Elliot Cowan's Darcy is ridiculously smouldering and aristocratic, to almost comic degree, and Mr Bingley (Tom Mison) is charming and sweet with modern good looks. Unsurprisingly, our thoroughly postmodern heroine Amanda attracts Mr Bingley, thus complicating Austen's plot, where Bingley falls for Jane Bennet - and to make matters worse, a tipsy Amanda also snogs Bingley outside the assembly halls! It's all very, very silly, and hugely entertaining to boot. Another laugh-out-loud moment is when Amanda Price, convinced she is stumbled into a reality TV show (and who can blame her in the circumstances!) 'flashes' Lydia, who is more than a little taken aback.

Gemma Arterton, famously known in the media as the next Bond Girl, plays Elizabeth Bennet - so far little more than 'glimpsed' in Amanda Price's Hammersmith bathroom. We can expect much more, presumably, from her character, in later episodes, as we get to see the adventures of Elizabeth Bennet in the modern world.

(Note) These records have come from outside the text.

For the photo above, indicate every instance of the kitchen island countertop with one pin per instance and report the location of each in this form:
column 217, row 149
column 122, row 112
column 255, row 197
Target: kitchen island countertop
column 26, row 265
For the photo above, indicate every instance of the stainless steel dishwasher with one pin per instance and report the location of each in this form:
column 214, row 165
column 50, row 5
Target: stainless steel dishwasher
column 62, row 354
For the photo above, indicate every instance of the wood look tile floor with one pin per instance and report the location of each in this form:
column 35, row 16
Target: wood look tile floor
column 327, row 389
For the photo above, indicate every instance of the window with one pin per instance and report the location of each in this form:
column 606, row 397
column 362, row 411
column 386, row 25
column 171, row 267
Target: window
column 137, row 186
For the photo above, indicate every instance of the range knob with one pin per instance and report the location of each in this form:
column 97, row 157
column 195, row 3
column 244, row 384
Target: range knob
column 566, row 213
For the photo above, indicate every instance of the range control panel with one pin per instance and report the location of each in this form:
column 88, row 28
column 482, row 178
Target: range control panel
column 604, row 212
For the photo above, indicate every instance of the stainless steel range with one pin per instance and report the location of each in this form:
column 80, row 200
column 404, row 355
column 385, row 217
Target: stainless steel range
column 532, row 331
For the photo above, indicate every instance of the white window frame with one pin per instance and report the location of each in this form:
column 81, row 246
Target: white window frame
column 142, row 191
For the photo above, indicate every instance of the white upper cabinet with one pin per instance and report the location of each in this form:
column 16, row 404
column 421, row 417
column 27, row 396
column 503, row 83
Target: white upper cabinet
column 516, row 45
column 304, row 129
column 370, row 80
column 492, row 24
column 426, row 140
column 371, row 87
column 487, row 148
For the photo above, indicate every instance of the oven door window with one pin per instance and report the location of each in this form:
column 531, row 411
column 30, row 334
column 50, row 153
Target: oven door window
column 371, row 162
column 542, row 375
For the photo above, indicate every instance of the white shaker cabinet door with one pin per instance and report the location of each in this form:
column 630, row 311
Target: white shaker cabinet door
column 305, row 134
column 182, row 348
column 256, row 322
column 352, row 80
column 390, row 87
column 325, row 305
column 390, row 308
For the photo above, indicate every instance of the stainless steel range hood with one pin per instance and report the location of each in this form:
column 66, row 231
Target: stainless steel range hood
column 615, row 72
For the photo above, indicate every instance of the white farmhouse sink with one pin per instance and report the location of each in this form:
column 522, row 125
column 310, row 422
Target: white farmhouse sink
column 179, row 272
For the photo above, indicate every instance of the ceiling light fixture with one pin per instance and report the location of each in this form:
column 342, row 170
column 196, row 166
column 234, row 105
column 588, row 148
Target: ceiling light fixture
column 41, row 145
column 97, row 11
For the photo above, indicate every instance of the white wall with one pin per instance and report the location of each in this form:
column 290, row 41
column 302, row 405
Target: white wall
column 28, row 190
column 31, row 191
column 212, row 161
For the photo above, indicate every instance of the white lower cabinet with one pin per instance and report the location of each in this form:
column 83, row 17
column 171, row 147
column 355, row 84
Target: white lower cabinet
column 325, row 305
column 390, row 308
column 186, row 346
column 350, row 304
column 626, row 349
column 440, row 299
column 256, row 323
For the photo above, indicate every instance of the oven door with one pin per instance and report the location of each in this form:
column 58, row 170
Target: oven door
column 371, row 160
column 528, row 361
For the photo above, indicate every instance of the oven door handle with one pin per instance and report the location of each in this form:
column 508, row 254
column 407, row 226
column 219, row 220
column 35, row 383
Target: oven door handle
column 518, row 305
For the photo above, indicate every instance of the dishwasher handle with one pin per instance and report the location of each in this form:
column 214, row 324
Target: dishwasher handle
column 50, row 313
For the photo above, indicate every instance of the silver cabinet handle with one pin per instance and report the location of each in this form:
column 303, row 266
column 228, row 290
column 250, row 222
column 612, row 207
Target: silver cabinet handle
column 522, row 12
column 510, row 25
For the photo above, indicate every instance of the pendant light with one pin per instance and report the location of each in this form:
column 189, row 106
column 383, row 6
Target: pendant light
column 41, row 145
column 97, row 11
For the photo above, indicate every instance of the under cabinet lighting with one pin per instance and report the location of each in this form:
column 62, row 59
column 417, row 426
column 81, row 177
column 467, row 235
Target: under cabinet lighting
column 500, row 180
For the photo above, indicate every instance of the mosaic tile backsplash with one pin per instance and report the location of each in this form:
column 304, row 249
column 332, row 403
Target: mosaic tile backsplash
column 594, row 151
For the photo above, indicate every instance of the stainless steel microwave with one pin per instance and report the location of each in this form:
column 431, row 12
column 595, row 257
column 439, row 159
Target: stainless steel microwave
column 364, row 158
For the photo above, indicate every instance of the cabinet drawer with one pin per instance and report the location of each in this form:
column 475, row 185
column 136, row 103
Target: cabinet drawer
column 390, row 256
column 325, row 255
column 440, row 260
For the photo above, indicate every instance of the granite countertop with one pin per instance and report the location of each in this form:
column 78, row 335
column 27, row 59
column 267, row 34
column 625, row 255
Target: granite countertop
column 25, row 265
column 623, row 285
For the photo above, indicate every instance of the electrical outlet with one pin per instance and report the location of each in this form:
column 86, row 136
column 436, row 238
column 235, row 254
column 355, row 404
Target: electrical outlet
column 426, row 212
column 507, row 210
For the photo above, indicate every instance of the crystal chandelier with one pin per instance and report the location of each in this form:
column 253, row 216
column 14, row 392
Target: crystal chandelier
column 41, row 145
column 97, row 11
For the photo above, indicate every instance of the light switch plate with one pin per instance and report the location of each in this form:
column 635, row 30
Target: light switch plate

Jemima Rooper's Amanda Price is fine enough, although for such a strong showing in most other departments (barring occasional jars in the scripting), Rooper is a slightly weak link. She has the unmistakeable looks and bearing of a 21st century girl - her face is wholly modern. But her acting occasionally borders on 'mugging.'

Even so, this is a fun piece of work, and I look forward to Amanda Price's further adventures in Austen-land.